Donna Walter//September 6, 2009//
Banks have a limited right to stop payment of cashier’s checks under the current version of Missouri’s Uniform Commercial Code, a state appellate court said.
The decision by the Missouri Court of Appeals in St. Louis says state law regarding payment of cashier’s checks is where it was before the UCC was revised in 1992, said Michael W. Bartolacci, a Thompson Coburn partner who represented First Banks Inc. in the lawsuit filed by Transcontinental Holding Ltd.
The case arose out of the dispute between two businessmen, Ron Scharf, the owner of Transcontinental, and Alexander Kogan, a Russian immigrant who proposed to Scharf that they promote and sell air structures in Russia. Kogan didn’t have the money, and Scharf agreed to provide financing.
The business relationship broke down, and despite filing lawsuits and negotiating settlements, Kogan didn’t pay Scharf the money owed, according to the opinion. At trial, Scharf testified that Kogan affiliates owed his affiliates more than $5 million. The parties also took their disputes to arbitration, and in August 2007 the arbitrator awarded the Scharf affiliates lost profits, exceeding $16.5 million, and other damages.
But when Kogan failed to meet his settlement obligations, Scharf took matters into his own hands and decided to go after Kogan’s bank accounts. Armed with an escrow agreement, which gave him power of attorney, and accompanied by his lawyer, Duane L. Coleman, Scharf went to First Bank in May 2006 to withdraw money from Kogan’s accounts.
Briefly, Scharf opened a new account at First Bank in the name of IPD Sales & Marketing, a Kogan company. Then he had a banker withdraw money from all of Kogan’s accounts. That included one in the name of IPD Capital Inc, which had $664,000 in it. The banker added Scharf as a signatory on that account and then transferred, at Scharf’s request, $650,000 into the IPD Sales & Marketing account.
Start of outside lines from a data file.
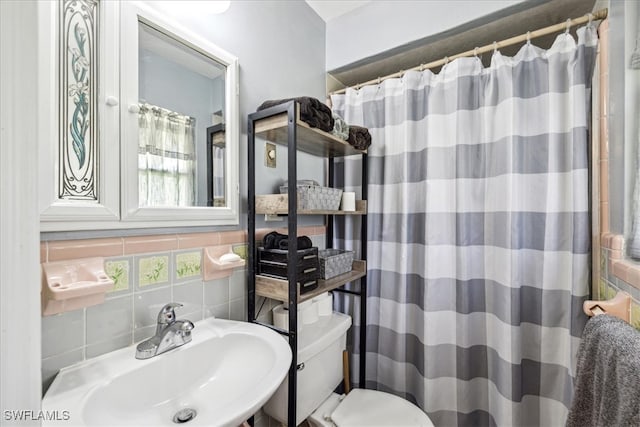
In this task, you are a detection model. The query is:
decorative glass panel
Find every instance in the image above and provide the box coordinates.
[59,0,99,200]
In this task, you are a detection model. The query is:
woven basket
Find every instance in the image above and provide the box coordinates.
[318,249,354,279]
[280,183,342,211]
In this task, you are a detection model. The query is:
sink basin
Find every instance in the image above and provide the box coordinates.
[42,318,291,426]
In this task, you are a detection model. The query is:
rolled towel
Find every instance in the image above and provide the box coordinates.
[263,231,287,250]
[331,113,349,141]
[278,236,313,250]
[347,125,372,150]
[257,97,334,132]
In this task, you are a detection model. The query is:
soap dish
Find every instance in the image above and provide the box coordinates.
[204,245,246,280]
[41,257,114,316]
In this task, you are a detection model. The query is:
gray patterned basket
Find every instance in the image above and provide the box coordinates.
[279,182,342,211]
[318,249,354,279]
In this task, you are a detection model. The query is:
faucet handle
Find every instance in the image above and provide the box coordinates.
[157,302,183,324]
[179,320,195,336]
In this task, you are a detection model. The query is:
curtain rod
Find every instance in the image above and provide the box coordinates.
[330,8,608,96]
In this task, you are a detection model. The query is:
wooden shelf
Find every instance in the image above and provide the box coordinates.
[255,260,366,303]
[256,195,366,216]
[254,109,367,158]
[248,100,369,412]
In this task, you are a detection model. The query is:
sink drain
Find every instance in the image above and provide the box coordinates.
[173,408,197,424]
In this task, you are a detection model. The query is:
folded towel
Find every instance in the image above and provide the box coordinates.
[278,236,313,250]
[263,231,287,250]
[257,97,334,132]
[331,113,349,141]
[347,125,372,150]
[566,314,640,427]
[263,231,313,251]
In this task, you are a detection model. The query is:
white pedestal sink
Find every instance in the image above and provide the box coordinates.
[42,318,291,426]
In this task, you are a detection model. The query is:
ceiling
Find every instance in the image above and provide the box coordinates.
[305,0,371,22]
[323,0,598,92]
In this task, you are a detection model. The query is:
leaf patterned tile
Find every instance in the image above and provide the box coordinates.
[105,257,131,294]
[232,244,248,260]
[138,255,169,287]
[631,300,640,330]
[175,251,202,282]
[598,279,607,301]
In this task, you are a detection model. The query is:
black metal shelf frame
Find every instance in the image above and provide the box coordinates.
[247,101,368,427]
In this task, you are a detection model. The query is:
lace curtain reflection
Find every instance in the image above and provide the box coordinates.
[138,103,196,207]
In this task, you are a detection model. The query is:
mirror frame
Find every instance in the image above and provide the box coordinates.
[120,2,239,227]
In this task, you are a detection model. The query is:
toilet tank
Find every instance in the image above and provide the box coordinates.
[263,311,352,426]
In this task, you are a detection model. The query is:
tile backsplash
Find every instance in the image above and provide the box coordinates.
[599,235,640,330]
[593,21,640,330]
[40,227,325,393]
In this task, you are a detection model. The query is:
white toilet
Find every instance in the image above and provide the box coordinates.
[263,311,434,426]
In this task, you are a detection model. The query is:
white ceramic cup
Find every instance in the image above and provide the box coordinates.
[341,192,356,211]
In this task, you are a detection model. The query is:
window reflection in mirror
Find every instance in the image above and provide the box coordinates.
[137,21,226,207]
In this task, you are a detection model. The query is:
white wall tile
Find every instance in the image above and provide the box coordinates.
[86,295,133,345]
[173,281,204,321]
[229,268,246,300]
[42,309,85,358]
[204,277,230,306]
[42,349,84,395]
[134,287,172,329]
[230,298,247,321]
[86,333,133,359]
[206,303,230,320]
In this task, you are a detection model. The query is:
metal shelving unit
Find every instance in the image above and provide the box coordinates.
[247,101,368,426]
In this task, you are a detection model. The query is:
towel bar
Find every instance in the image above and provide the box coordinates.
[583,291,631,323]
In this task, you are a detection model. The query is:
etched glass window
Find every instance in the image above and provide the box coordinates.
[59,0,99,200]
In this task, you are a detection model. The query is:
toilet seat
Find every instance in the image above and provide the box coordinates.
[328,389,434,427]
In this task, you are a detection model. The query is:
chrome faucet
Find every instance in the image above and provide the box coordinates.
[135,302,195,360]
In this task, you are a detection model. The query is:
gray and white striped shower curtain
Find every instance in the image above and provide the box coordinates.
[331,25,597,426]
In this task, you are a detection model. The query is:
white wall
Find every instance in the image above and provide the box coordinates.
[173,0,328,230]
[326,0,527,71]
[607,0,637,234]
[1,0,42,423]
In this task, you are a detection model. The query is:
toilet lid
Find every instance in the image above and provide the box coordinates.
[331,389,434,427]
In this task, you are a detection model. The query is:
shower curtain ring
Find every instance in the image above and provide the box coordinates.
[493,41,498,53]
[526,31,531,44]
[565,18,572,34]
[420,63,425,71]
[473,47,479,58]
[587,13,594,26]
[444,56,449,65]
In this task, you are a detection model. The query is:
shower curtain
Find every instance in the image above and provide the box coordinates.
[331,25,597,426]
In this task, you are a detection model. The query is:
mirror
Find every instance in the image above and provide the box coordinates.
[137,21,225,208]
[120,2,239,226]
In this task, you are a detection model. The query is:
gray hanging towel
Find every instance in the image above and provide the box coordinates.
[566,314,640,427]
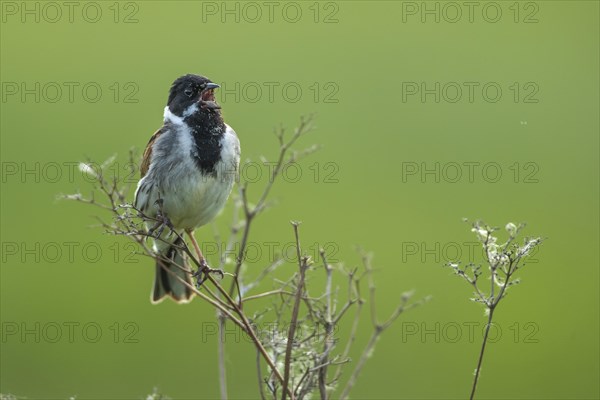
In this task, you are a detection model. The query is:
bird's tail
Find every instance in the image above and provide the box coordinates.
[152,236,194,304]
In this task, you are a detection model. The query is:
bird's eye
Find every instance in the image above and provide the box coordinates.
[184,88,194,97]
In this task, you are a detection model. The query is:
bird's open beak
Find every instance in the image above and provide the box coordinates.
[200,82,221,109]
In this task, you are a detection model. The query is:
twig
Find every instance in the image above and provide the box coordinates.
[318,250,334,400]
[281,222,309,400]
[243,289,318,303]
[218,314,228,400]
[469,308,495,400]
[331,271,362,390]
[256,348,267,400]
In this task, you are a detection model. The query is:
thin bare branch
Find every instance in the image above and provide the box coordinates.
[281,222,309,400]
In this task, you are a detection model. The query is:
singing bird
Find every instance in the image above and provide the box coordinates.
[134,74,240,303]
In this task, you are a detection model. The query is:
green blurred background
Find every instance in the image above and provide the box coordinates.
[1,1,598,399]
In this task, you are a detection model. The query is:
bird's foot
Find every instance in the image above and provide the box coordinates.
[192,259,225,288]
[147,199,174,239]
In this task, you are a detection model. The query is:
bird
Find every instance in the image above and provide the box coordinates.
[133,74,240,304]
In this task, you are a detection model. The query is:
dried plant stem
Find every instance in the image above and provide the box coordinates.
[229,185,253,297]
[470,308,495,400]
[281,222,309,400]
[217,313,228,400]
[257,348,267,400]
[318,250,334,400]
[214,206,239,400]
[331,275,362,390]
[470,267,512,399]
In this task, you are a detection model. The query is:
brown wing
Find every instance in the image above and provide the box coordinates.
[140,128,163,178]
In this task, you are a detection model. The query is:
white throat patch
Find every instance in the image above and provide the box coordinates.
[163,103,198,125]
[163,106,183,125]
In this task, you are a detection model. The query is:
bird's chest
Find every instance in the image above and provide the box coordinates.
[189,130,223,175]
[148,125,239,228]
[155,124,228,183]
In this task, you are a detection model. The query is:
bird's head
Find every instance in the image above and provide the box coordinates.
[166,74,221,120]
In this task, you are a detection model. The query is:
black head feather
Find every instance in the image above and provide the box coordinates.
[167,74,219,117]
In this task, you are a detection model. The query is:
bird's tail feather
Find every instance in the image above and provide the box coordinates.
[152,236,194,304]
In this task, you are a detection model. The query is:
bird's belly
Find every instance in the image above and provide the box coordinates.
[162,172,234,230]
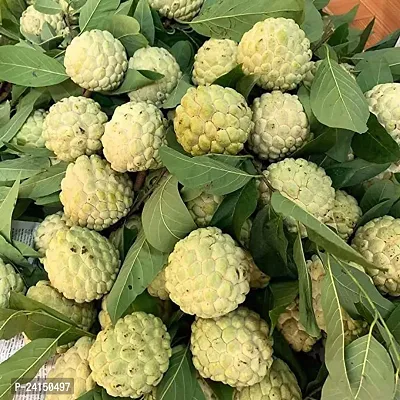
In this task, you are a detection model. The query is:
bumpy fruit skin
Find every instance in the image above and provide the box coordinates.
[165,227,251,318]
[47,337,95,400]
[234,359,301,400]
[186,191,223,227]
[102,101,168,172]
[303,60,356,87]
[148,268,169,300]
[20,5,68,38]
[192,39,238,86]
[88,312,172,398]
[248,258,270,290]
[264,158,335,236]
[26,281,96,331]
[128,47,182,106]
[98,294,112,329]
[277,301,319,352]
[191,307,273,388]
[64,30,128,92]
[43,227,120,303]
[238,18,312,91]
[257,178,272,207]
[148,0,203,21]
[43,96,108,162]
[352,216,400,296]
[365,83,400,143]
[250,91,311,161]
[60,155,134,231]
[11,109,48,148]
[0,260,25,308]
[33,212,68,257]
[174,85,253,156]
[324,190,362,240]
Then Scharf had a teller prepare a $650,000 cashier’s check, made payable to Transcontinental. He opened another account, in Transconti-nental’s name, at Southwest Bank, deposied the cashier’s check into the account and then asked the bank to wire transfer $649,000 of the money. Scharf and Coleman testified that Scharf asked that the money be transferred to New York, but Southwest Bank’s security officer testified that the bank had instructions to transfer it to an offshore account in the Bahamas.
Later the same day, after First Bank found out Kogan disputed Scharf’s right to access the IPD Capital account, the bank put a stop payment order on the cashier’s check. About a week later, First Bank reversed the $650,000 deposit into the newly created IPD Sales & Marketing account and put the money back where it came from.
A provision of the UCC, Section 400.3-412 RSMo., means First Bank was obligated to pay the $650,000 cashier’s check “according to its terms at the time it was issued,” Transcontinental argued.
If a bank can decide “when and if it’s going to honor a cashier’s check when sold, we argued to the court this could undermine the strength and certainty that’s necessary for commercial transactions,” Transcontinental’s lawyer, David S. Corwin, of Devereux Murphy, said Thursday.
But Bartolacci countered, “The money was only there because they persuaded our teller to take it from another customer’s account, and they had no right to do that.”
The case is Trans-continential Holding Ltd v. First Banks Inc., ED91469.